Shawn M. Galloway (born 1976) is an American author, workplace safety consultant and professional speaker. He is the chief executive officer of ProAct Safety, a safety consulting firm. He is best known for his books STEPS to Safety Culture Excellence, Inside Strategy: Value Creation from Within Your Organization and Bridge to Excellence: Building Capacity for Sustainable Performance.

==Life and education==
Galloway was born in Houston and attended school in Clinton, New Jersey and in Houston, Texas. He joined the United States Army as an enlisted soldier in 1993, serving for 8 years, and also in the Texas Army National Guard and Army Reserves. He attended the University of Phoenix to pursue his degree in business management.

Shawn lives in Houston, Texas. He is the co-owner of Galloway Cattle Company with operations in Hockley, Texas. Since 2016, he has served as a volunteer for the Houston Livestock Show and Rodeo on the Calf Scramble Committee.

==Career==
After college, Galloway worked for Offset Services for a year and later was hired by Fluor Daniel in 1997 to help start their Photogammetry Engineering offerings.

In 2003, he joined ATR which led him to be recruited at ProAct Safety in 2005 as a Managing Consultant.

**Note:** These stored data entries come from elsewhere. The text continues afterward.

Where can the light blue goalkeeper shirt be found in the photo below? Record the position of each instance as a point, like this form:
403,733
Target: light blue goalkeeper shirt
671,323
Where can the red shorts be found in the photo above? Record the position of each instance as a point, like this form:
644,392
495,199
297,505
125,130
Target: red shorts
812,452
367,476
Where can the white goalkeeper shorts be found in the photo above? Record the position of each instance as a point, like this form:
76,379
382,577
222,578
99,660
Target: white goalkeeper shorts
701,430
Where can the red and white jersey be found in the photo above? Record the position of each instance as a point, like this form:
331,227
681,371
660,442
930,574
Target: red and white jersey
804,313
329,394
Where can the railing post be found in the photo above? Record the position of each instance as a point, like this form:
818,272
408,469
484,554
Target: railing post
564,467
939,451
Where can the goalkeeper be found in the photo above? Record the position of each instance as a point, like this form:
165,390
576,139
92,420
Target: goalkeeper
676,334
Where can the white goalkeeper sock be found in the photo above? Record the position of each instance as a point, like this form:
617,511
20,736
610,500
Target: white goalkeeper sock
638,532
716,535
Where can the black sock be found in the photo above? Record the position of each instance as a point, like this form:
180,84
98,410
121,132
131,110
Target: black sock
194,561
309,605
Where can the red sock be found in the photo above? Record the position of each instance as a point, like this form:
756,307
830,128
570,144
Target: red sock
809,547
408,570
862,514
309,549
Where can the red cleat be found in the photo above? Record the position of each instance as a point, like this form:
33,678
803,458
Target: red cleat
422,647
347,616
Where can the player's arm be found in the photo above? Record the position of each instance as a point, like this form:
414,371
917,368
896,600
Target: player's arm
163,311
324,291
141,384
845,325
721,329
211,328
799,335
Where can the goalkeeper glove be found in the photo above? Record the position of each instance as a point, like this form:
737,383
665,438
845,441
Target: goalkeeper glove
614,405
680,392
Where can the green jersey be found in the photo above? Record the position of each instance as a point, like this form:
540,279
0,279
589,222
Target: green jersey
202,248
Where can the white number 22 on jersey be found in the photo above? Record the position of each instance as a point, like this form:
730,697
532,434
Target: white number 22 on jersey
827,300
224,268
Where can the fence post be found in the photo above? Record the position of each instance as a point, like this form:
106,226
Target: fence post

In 2008, he was named president and chief operating officer, and as of July 2021, he serves as the CEO of ProAct Safety.

Since January 2008, Galloway hosts a weekly podcast called Safety Culture Excellence®. He is a frequent speaker at American Society of Safety Professionals (ASSP) conferences and National Safety Council events.

==Books==
- 2013 – STEPS to Safety Culture Excellence ISBN 978-1118098486 (co-authored by Terry L. Mathis)
- 2013 – AHMP 3rd Edition Hazardous Materials Management Desk Reference ISBN 978-0615848013
- 2015 – Forecasting Tomorrow: The Future of Safety Excellence ISBN 978-0692460580 (co-authored by Terry L. Mathis)
- 2016 – Inside Strategy: Value Creation from Within Your Organization ISBN 978-0692631898 (co-authored by Terry L. Mathis)
- 2017 – Lean Behavior-Based Safety: BBS for Today's Realities ISBN 978-0692868263 (co-authored by Terry L. Mathis)
- 2023 – COACH: A Safety Leadership Fable ISBN 979-8987387306
- 2023 – Bridge to Excellence: Building Capacity for Sustainable Performance ISBN 979-8987387313
- 2025 – Shared Ownership: Engaging the Subcultures ISBN 979-8987387337

==Recognition==
Galloway was featured in NSC Rising Stars of Safety list by National Safety Council and 50 People Who Most Influenced EHS list by EHS Today. He was also recognized in the POWER 101 – Leaders of the EHS World list, Up and Coming Thought Leaders list and 50 Leaders for Today and Tomorrow list by ISHN magazine. In 2016, he received the significant contributor award from ASSP Council on Practices and Standards.